Hacker News new | ask | show | jobs
by simonw 1234 days ago
Yeah, the GitHub robots.txt is surprisingly restrictive:

https://github.com/robots.txt

   User-agent: *

   Disallow: /*/pulse
   Disallow: /*/tree/
That "/*/tree" rule means that search engine crawlers are allowed to hit the README file of a repo but effectively NONE of the other files in it.

Which means that if you keep your project documentation on GitHub in a docs/ folder it won't be indexed!

You need to publish it to a separate site via GitHub Pages, or use https://readthedocs.org/

(Side note: I just noticed https://github.com/ekansa/Open-Context-Data is explicitly listed in the robots.txt for GitHub - the only repo that gets a mention like that. I'd love to know the story behind that!)

3 comments

That repo apparently used to be the largest on GitHub: https://news.ycombinator.com/item?id=5912922. I bet Google was repeatedly scraping the entire thing and putting too much strain on their servers at the time it was added. It's been 10 years, what are the odds nobody at GitHub today remembers why it was added?
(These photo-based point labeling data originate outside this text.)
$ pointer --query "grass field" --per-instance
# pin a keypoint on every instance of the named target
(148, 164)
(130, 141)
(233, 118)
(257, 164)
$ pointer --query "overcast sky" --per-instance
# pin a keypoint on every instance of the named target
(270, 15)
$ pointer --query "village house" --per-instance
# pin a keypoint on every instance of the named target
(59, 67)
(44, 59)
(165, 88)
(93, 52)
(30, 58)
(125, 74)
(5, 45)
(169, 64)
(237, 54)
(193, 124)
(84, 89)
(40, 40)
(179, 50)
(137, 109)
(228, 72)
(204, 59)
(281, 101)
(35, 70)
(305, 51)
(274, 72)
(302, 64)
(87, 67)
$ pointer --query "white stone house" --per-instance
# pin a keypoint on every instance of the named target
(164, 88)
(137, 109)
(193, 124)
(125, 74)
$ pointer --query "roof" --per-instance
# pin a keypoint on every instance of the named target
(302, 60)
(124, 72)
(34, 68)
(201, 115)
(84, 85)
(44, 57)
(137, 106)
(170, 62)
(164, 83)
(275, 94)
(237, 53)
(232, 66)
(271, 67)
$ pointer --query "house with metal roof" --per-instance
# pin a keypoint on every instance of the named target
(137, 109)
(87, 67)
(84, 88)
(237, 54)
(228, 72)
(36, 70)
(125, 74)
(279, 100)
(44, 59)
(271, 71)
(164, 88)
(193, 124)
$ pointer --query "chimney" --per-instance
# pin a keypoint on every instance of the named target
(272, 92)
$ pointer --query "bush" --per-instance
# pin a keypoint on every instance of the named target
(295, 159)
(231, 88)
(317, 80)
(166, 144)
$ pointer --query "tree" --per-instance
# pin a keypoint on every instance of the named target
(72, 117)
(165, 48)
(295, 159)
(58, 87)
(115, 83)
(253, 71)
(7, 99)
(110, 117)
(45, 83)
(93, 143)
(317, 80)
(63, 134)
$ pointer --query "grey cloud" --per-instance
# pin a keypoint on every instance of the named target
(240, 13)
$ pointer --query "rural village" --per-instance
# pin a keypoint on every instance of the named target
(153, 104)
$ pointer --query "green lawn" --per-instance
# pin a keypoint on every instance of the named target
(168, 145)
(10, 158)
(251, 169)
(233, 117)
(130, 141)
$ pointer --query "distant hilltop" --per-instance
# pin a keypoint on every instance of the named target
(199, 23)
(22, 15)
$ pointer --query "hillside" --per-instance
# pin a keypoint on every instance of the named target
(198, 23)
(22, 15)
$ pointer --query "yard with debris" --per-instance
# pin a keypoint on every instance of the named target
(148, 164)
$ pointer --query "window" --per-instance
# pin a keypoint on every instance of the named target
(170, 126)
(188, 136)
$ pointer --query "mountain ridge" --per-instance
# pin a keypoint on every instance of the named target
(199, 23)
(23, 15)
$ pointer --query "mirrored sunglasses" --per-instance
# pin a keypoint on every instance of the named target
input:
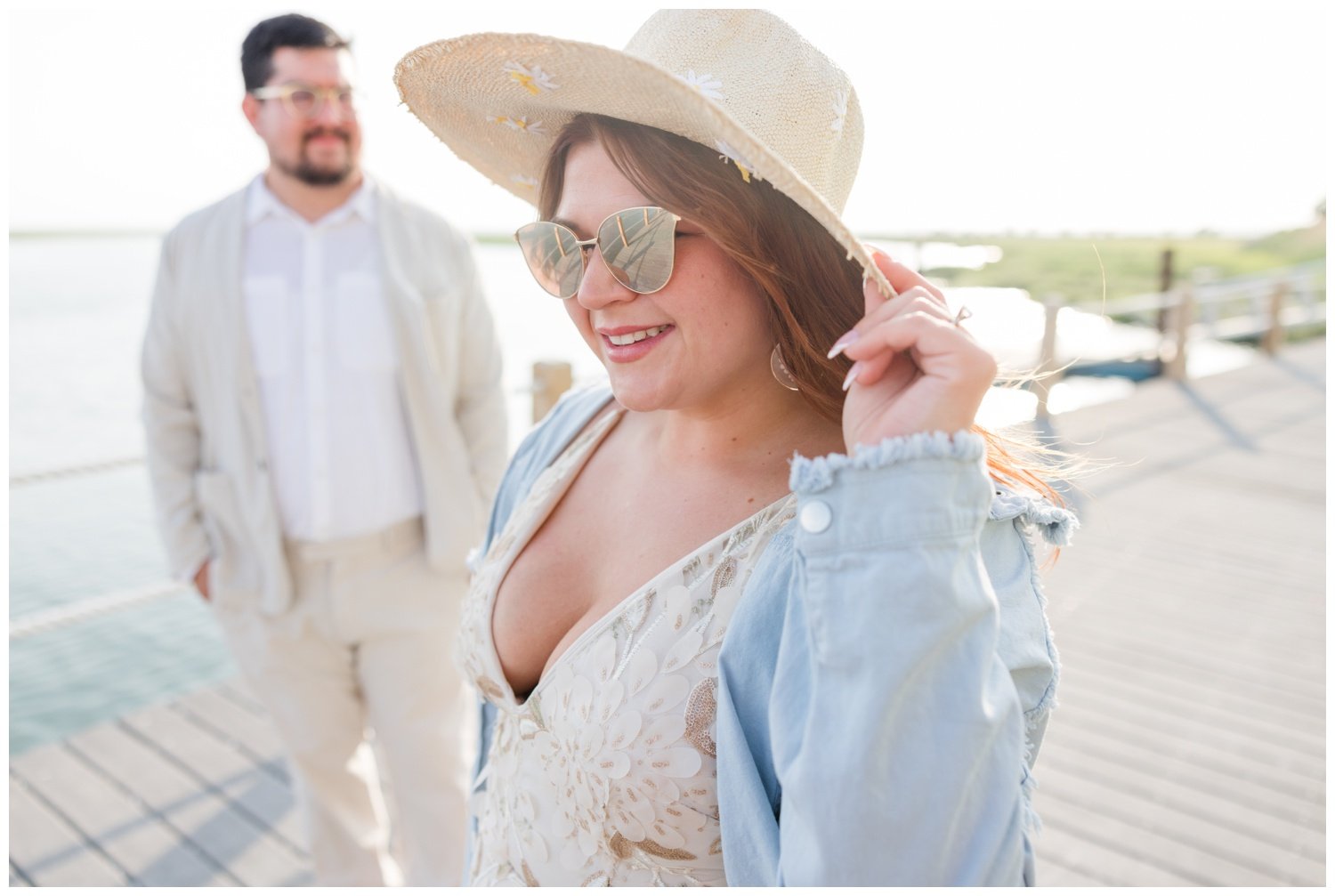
(306, 101)
(637, 245)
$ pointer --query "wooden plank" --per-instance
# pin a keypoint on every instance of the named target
(1171, 863)
(1188, 744)
(150, 852)
(232, 839)
(1199, 816)
(1110, 864)
(223, 768)
(1182, 744)
(44, 850)
(248, 732)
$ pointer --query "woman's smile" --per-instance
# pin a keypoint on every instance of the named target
(622, 344)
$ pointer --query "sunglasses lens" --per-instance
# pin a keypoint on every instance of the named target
(637, 246)
(553, 255)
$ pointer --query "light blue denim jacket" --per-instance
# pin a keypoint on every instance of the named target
(886, 676)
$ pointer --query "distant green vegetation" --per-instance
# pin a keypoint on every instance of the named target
(1079, 269)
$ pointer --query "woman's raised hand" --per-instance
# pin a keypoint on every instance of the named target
(915, 368)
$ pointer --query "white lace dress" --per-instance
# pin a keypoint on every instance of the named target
(605, 775)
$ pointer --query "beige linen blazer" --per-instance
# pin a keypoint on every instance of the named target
(205, 426)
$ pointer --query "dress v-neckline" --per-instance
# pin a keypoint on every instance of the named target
(587, 443)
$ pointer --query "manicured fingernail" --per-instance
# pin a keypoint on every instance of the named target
(844, 342)
(852, 373)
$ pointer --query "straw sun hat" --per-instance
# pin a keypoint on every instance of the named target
(737, 80)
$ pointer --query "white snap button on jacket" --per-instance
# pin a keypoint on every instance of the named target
(816, 516)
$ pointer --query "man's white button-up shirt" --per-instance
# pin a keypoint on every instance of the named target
(339, 446)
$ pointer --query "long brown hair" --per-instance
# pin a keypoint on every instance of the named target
(814, 290)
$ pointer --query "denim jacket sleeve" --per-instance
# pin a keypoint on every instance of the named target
(883, 688)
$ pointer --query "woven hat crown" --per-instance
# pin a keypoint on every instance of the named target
(741, 82)
(784, 93)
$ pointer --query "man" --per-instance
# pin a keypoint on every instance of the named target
(326, 427)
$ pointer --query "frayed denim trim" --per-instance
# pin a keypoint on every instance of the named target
(817, 474)
(1055, 524)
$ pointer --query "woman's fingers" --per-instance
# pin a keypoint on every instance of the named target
(900, 277)
(913, 299)
(937, 347)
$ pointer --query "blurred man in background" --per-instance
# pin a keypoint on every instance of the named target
(326, 427)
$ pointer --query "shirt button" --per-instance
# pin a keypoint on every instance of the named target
(816, 516)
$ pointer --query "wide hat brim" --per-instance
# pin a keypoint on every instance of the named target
(498, 101)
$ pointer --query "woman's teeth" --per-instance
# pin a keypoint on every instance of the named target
(638, 335)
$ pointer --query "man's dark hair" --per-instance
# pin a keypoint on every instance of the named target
(291, 29)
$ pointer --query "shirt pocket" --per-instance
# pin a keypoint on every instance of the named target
(269, 318)
(362, 331)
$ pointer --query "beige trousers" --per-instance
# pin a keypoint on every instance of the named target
(368, 642)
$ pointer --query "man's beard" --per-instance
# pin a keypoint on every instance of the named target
(315, 176)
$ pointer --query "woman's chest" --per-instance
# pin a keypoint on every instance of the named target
(603, 543)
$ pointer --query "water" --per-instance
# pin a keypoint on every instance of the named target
(77, 315)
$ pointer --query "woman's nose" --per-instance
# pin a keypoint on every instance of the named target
(598, 287)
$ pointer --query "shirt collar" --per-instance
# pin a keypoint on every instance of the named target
(261, 203)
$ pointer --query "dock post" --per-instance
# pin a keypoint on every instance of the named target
(1047, 373)
(1274, 335)
(1175, 366)
(550, 381)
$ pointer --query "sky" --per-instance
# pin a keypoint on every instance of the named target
(1137, 117)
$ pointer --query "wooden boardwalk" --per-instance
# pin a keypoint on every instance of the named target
(1190, 740)
(1188, 746)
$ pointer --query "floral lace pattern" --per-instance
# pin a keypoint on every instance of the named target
(606, 773)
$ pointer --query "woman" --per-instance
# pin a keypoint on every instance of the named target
(707, 660)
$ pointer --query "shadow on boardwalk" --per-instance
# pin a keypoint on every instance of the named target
(1188, 747)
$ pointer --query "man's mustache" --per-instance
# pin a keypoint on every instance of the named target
(325, 131)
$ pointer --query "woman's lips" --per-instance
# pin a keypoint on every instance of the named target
(624, 344)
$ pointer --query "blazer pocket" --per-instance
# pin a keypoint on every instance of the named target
(362, 325)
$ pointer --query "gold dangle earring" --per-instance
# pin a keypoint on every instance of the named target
(781, 373)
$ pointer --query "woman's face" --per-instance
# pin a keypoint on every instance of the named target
(710, 339)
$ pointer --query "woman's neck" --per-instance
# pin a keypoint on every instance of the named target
(742, 429)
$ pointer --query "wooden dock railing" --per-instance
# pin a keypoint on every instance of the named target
(1259, 306)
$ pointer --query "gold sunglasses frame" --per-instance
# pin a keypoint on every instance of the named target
(581, 245)
(323, 95)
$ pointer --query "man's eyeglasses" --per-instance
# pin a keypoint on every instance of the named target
(306, 101)
(637, 245)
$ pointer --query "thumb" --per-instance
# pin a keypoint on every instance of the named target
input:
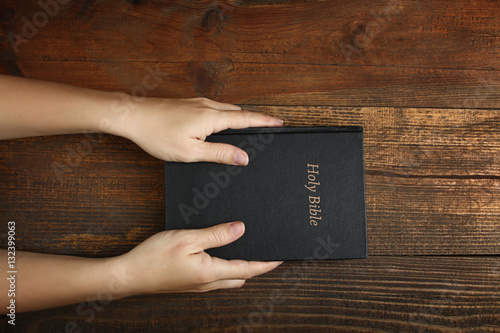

Also, very relatable to see a decade old "I'll update this shortly" comment that was never updated. We all have a few of those.

It appears that the creator of the repo actually confirmed this: https://twitter.com/ekansa/status/1137052076062650368
/*/tree is only for directory listings. File contents will be under a /blob/ path, e.g. https://github.com/facebook/react/blob/main/AUTHORS, and should be, AFAIK, indexable.

(mandatory disclaimer: I'm a GitHub employee, not speaking on behalf of the company)

I asked about this on the support forum a while ago and never got a satisfactory response: https://github.com/community/community/discussions/20958
If they can't hit `/*/tree` is there a way to know the URLs of the files?
Direct links from crawlable pages
Sure, clone the git repo.
GitHub would not be happy with Google cloning all repos, and many of them at a high frequency, in order to circumvent a robots.txt restriction.
They're clever people, they could just do partial updates (pull instead of clone). I doubt it'd be that much of a strain.
There's also two users:

    Disallow: /account-login
    Disallow: /Explodingstuff/
The first for obvious reasons, the second probably because they've uploaded nothing of substance besides a copy of WannaCry.